Ingelheim, anders und doch wieder nicht?
Betrachtet man Ingelheim und möchte es mit anderen Karlschen Pfalzen vergleichen, so hat man bereits ein grundlegendes Problem! Es gibt nicht viel mit dem man Ingelheim vergleichen könnte. Da ist Aachen, Paderborn und u.U. Frankfurt und das wars!
Grundlegender Unterschied ist zumindest, so Holger Grewe MA in seinem Vortrag in Trebur, das man bei dem jetzigen Wissenstand zwischen rechts und linksrheinischen Pfalzen unterscheiden könne. Und zwar in der Form der Aula Regia, der Königshalle. Bei den beiden linksrheinischen Pfalzen Ingelheim und Aachen orientiert sich der Saalbau an römischen Vorbildern (Saal mit Apsis), rechtsrheinisch sind es Gebäude die schon an die späteren Palasbauten erinnert. Man könne hieraus auf eine mögliche Nachfolge römischer Bauten auf dem ehemaligen römischen Gebiet (linksrheinisch) schließen.
Dennoch ist Ingelheim recht einzigartig in seiner geschlossenen Bauform (aber nicht allein, dazu nachher mehr!).
Das Konzept Ingelheim , kann man nur in Verbindung mit Karl dem Großen sehen. In ihrer Bauweise folgt sie wie auch die Pfalz Aachen der Renovatio Imperii. Wahrscheinlich mit voller Absicht werden römische Bauformen kopiert und römisches Material aus dem nahen Mainz herangeschafft, von dem spätere Chronisten berichten es würde aus Ravenna stammen. Die Exedra kopiert klar in ihrer Bauweise römische Vorbilder (hier Bild der Exedra im Forum von Köln), so auch der Nordflügel der an die Exedra anschließt. Was sich im Süden befand ist leider noch nicht klar. Zwar gibt es hier einen kleinen Apsidenbau, aber seine Funktion ist unklar.
Die Türme, die der Exedra vorgelagert sind haben keine Wehrfunktion. Sie dienten der Repräsentation und enthielten eine Wasserversorgung (Klo mit Wasserspülung?)

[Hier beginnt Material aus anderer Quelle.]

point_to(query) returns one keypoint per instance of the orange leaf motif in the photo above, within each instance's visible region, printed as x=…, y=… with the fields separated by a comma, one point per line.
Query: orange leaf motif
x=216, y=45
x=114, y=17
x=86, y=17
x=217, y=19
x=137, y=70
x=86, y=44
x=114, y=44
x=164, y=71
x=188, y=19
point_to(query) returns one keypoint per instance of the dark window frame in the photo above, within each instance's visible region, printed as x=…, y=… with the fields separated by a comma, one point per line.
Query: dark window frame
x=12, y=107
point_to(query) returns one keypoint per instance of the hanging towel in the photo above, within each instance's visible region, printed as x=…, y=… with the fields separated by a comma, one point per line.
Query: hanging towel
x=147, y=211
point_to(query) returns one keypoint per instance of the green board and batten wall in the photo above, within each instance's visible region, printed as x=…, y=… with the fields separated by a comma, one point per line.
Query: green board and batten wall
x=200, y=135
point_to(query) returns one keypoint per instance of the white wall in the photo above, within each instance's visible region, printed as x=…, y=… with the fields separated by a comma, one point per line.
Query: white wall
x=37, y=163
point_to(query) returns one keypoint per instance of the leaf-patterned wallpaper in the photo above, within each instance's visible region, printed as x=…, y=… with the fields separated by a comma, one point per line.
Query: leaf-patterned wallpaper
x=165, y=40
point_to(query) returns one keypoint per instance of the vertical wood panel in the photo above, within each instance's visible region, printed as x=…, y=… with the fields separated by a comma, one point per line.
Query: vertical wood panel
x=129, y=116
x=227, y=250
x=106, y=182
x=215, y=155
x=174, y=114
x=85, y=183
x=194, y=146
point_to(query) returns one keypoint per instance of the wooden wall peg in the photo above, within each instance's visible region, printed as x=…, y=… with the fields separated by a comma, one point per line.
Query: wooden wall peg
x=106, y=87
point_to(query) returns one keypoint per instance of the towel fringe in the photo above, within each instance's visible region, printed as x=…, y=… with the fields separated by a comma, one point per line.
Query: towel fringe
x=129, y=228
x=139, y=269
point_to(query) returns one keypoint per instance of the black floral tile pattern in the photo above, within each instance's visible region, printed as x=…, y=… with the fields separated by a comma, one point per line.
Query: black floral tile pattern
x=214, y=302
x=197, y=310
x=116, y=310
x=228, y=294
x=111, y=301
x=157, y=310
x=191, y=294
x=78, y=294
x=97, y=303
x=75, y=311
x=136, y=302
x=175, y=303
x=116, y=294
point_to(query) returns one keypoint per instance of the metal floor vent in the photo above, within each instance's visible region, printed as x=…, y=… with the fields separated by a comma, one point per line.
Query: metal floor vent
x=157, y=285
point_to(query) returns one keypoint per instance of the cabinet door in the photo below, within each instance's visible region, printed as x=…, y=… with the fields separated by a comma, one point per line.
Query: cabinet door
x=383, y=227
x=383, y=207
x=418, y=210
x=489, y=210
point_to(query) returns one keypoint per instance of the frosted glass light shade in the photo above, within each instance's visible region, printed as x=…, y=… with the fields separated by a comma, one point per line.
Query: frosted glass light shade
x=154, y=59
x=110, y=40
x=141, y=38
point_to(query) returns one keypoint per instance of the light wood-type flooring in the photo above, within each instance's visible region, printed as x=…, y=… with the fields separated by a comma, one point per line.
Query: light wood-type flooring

Interessanter Weise hatte ich mir zu den Türmen schon mal vor fast 2 Jahren einige Fragen gestellt (hier). Die Hauptfrage war ob diese Ansicht wenn man vor dem Tor steht nicht eine Idealansicht einer Stadt sein könnte (himmlisches Jerusalem?) Und als ich dieses Jahr den Audioguide in Ingelheim nutzte und eben vor dem Tor stand, erzählte mir die Stimme doch tatsächlich das dem Betrachter möglichweise eine idealisierte Stadtansicht entgegenstrahlt. ( Das sind die Momente an denen man vor Stolz fast platzt)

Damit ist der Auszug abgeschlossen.